Helmholtz-Institut für Pharmazeutische Forschung Saarland (HIPS) (Foto: Helmholtz-Institut für Pharmazeutische Forschung Saarland (HIPS))

Fördermittel für Antibiotika-Forschung in Saarbrücken

  01.12.2020 | 14:24 Uhr

Das Helmholtz-Institut für Pharmazeutische Forschung auf dem Saarbrücker Uni-Campus profitiert von einer internationalen Förderung in der Antibiotika-Forschung. Damit ist das Institut eines von drei deutschen Projekten, die erstmals von der internationalen Partnerschaft CARB-X unterstützt werden.

"Combating Antibiotic Resistant Bacteria Accelerator", kurz CARB-X, fördert vielversprechende Forschungsprojekte im Kampf gegen Antibiotika-Resistenzen.

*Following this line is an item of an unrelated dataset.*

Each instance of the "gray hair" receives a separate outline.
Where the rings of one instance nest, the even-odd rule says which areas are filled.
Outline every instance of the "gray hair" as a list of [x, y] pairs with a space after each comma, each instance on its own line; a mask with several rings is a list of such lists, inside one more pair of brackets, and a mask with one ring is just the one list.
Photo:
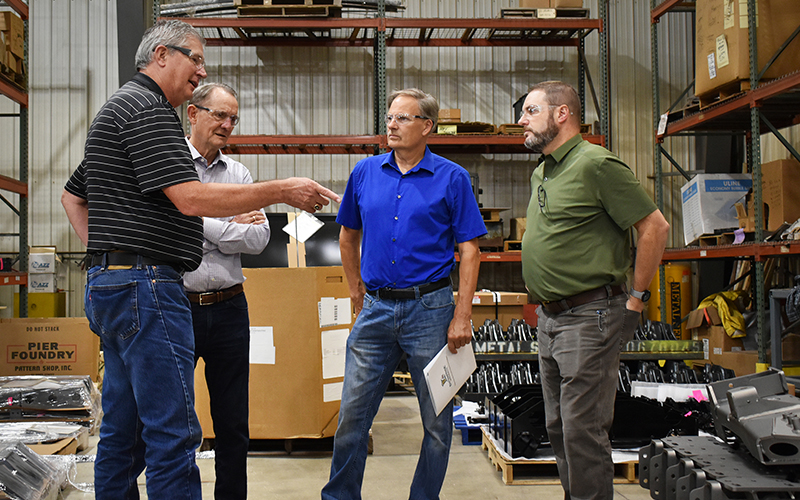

An einem ist das Saarbrücker Helmholtz-Institut für Pharmazeutische Forschung beteiligt.

Es handelt sich dabei um eine neue Therapie für schwer zu behandelnde Infektionen mit dem Krankenhauskeim Pseudomonas aeruginosa bei Mukoviszidose-Erkrankten. Vergangene Woche hatte das Institut bereits vom Bund eine Förderzusage für einen Erweiterungsbau in Höhe von 47 Millionen Euro erhalten.

Starkes Zeichen für Standort

Neben dem Saarbrücker Institut erfahren auch das Hamburger Wirkstoffforschungsunternehmen Evotec sowie das Braunschweiger Helmholtz-Zentrum für Infektionsforschung zusammen mit der Dortmunder Lead Discovery Center GmbH finanzielle Unterstützung.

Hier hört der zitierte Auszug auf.